Many genes can play a role in multiple biological processes or molecular functions. Identifying multifunctional genes at the genome-wide level and studying their properties can shed light upon the complexity of molecular events that underpin cellular functioning, thereby leading to a better understanding of the functional landscape of the cell. However, to date, genome-wide analysis of multifunctional genes (and the proteins they encode) has been limited. Here we introduce a computational approach that uses known functional annotations to extract genes playing a role in at least two distinct biological processes. We leverage functional genomics data sets for three organisms--H. sapiens, D. melanogaster, and S. cerevisiae--and show that, as compared to other annotated genes, genes involved in multiple biological processes possess distinct physicochemical properties, are more broadly expressed, tend to be more central in protein interaction networks, tend to be more evolutionarily conserved, and are more likely to be essential. We also find that multifunctional genes are significantly more likely to be involved in human disorders. These same features also hold when multifunctionality is defined with respect to molecular functions instead of biological processes. Our analysis uncovers key features about multifunctional genes, and is a step towards a better genome-wide understanding of gene multifunctionality.
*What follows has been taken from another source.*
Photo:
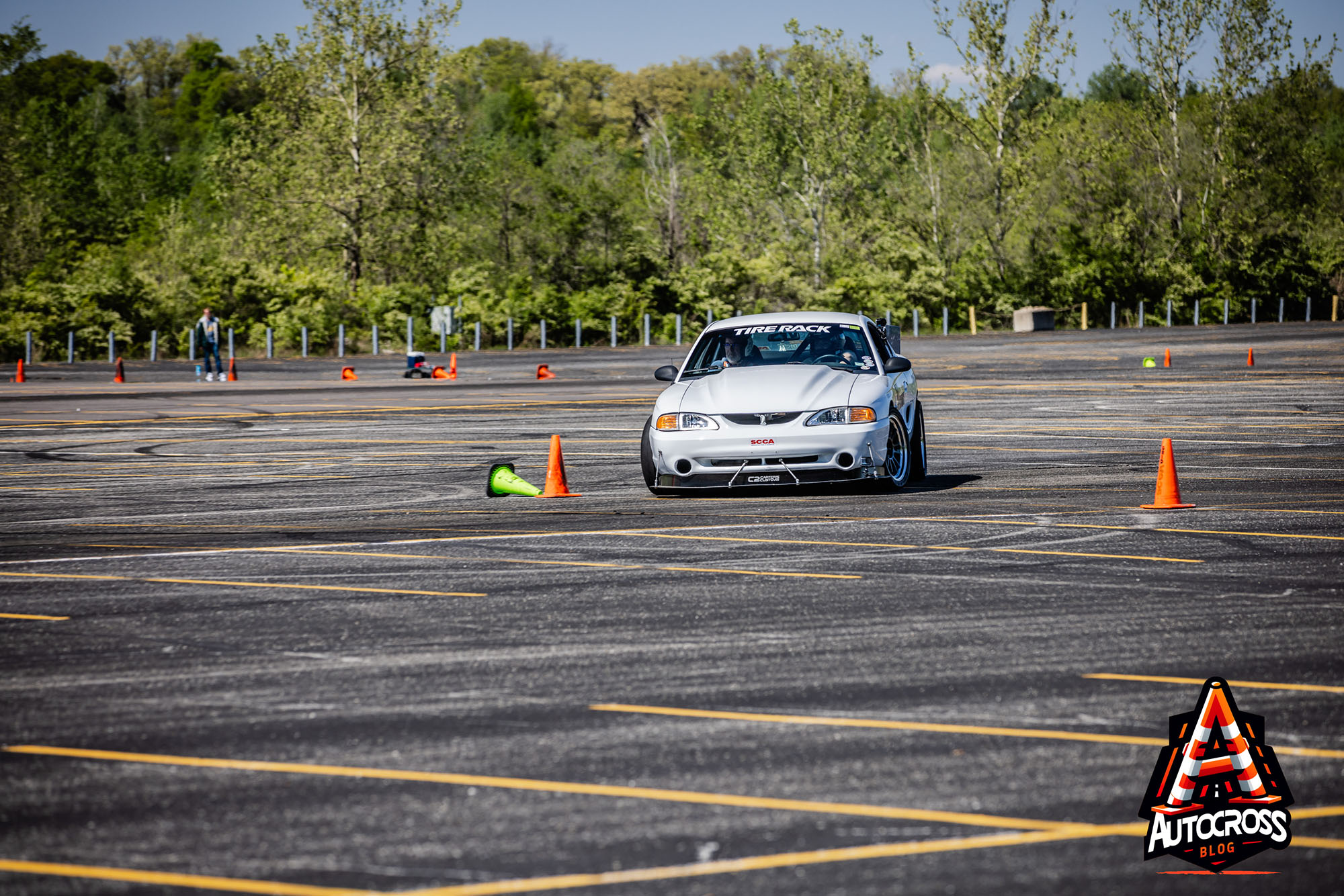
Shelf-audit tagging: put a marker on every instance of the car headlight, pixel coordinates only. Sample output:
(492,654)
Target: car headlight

许多基因可在多个生物学过程或分子功能中发挥作用。在全基因组水平上识别多功能基因并研究其特性,能够揭示支撑细胞功能的分子事件的复杂性,从而有助于更好地理解细胞的功能格局。然而,迄今为止,对多功能基因(及其编码的蛋白质)的全基因组分析仍然有限。在此,我们介绍一种计算方法,该方法利用已知的功能注释来提取在至少两个不同生物学过程中发挥作用的基因。我们利用人类、黑腹果蝇和酿酒酵母这三种生物的功能基因组数据集,结果表明,与其他注释基因相比,参与多个生物学过程的基因具有独特的物理化学性质,表达更为广泛,在蛋白质相互作用网络中往往更处于中心位置,在进化上往往更保守,并且更有可能是必需的。我们还发现,多功能基因更有可能与人类疾病有关。当根据分子功能而非生物学过程来定义多功能性时,这些相同的特征依然成立。我们的分析揭示了多功能基因的关键特征,是朝着在全基因组水平上更好地理解基因多功能性迈出的一步。